Contest for the Future
Trump’s Right to Say He’s Not Launching a Trade War With China. He’s Doing Something Bigger.
No one likes trade friction, but after decades of failing to stop Chinese theft of American intellectual property, there are no more no-cost solutions.
Hours ago, President Trump, acting under the authority of Section 301 of the Trade Act of 1974, instructed U.S. Trade Representative Robert Lighthizer to consider the imposition of tariffs on $100 billion of Chinese goods. These tariffs are on top of those Lighthizer proposed Tuesday on $50 billion of China’s products. All these duties are intended to remedy China’s theft of American intellectual property.
“We are not in a trade war with China,” President Trump tweeted Wednesday morning.
The president is correct. What looks like a trade war is really a struggle for the control of the technologies that will dominate coming decades.
The trade war narrative seems at first glance to fit the facts. On March 8, the United States, pursuant to Section 232 of the Trade Expansion Act of 1962, imposed tariffs on steel and aluminum from China and other countries.
On March 22, President Trump issued a memorandum directing Lighthizer to consider 301 tariffs on China. Beijing, within a few hours, announced tariffs of its own on $3 billion of U.S. goods.
This Wednesday, Beijing made another announcement, this time proposing tariffs on $50 billion of imports from America.

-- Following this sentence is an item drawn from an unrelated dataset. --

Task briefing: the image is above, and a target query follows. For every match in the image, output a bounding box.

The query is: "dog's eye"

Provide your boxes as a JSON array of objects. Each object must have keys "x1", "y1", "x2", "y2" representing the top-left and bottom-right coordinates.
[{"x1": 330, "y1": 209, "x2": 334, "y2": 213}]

This looks frightening because no one knows what happens when a dispute engulfs the planet’s two largest economies. As Neil Irwin of The New York Times wrote Thursday referring to China, “a trade war with such a major trading partner is without precedent in modern times.”
President Trump, whether he ends up in a trade war or not, has zeroed in on the core of the competition between China and the U.S. Lighthizer’s proposed tariff list Tuesday includes duties on some mundane items but especially goes after the Chinese aerospace, information and communications tech, and robotics sectors. As Zhou Hao of Commerzbank in Singapore told Bloomberg, “The U.S. list suggests that the government is targeting the ‘Made in China 2025’ initiative.”
That initiative, announced in 2015 by China’s State Council, seeks to make that country nearly self-sufficient in 10 crucial industries, including aircraft, robots, electric cars, and computer chips. Beijing has set out specific goals for market shares by industry.
The plan aims for near self-sufficiency in components by 2020 and materials five years later. Moreover, Beijing, stepping into trade-violation territory, wants Chinese industries to possess 80 percent of their home market in the listed sectors.
CM2025, as the initiative is known in China, calls for jumbo-sized, low-interest loans from state investment funds and development banks, aid for the purchase of foreign competitors, and research subsidies.
Trump fired back at Beijing’s plans. In his March 22 memorandum, the president directed the Treasury secretary to “propose executive branch action … to address concerns about investment in the United States directed or facilitated by China in industries or technologies deemed important to the United States.”
The president has already stopped two Chinese acquisitions of American tech companies. First, he thwarted Canyon Bridge Capital Partners, a Chinese-controlled buyout fund, from taking over chipmaker Lattice Semiconductor. More important, Trump just stopped Singapore’s Broadcom from making a run at Qualcomm, the giant competing against China’s Huawei and ZTE in the race to dominate 5G wireless communications.
The news of Trump’s additional $100 billion in tariffs is now tanking markets. Investors don’t like “trade wars” or disruptions of any kind.
Yet the current relationship between China and the U.S. needs to be disrupted. Chinese theft of intellectual property is sapping American innovation and therefore America’s economy. The IP Commission, in a 2017 update (PDF) to its landmark 2013 report, estimates the U.S. each year loses somewhere between $225 billion to $600 billion in intellectual property through predatory means. It almost goes without saying that most of that loss is, directly or indirectly, to China.
Some say the annual loss is far less than the Commission thinks, but the theft, even according to low estimates, is grievous for a country that has developed an innovation-based society.
Innovative America is now competing with China not just for dominance in 5G but also in artificial intelligence and quantum communications and computing.
Beijing, in order to compete, is devoting substantial state resources to these areas, some $300 billion for CM2025 alone. The U.S. Federal government, on the other hand, has been reluctant to match the Chinese commitment. Washington, D.C.-based trade expert Alan Tonelson told The Daily Beast that the Trump administration’s record when it comes to support for basic research “is mixed at best.”
If Washington is not going to help create the technologies of the future, it at least has to protect what the private sector in the United States develops. No one likes trade friction, but after decades of failing to stop Chinese theft, there are no more no-cost solutions. And there is now no choice but to impose costs on China greater than the benefits it obtains from theft.
As Trump said, this is not a trade war. This is a contest for control of critical technologies, in other words, for the future.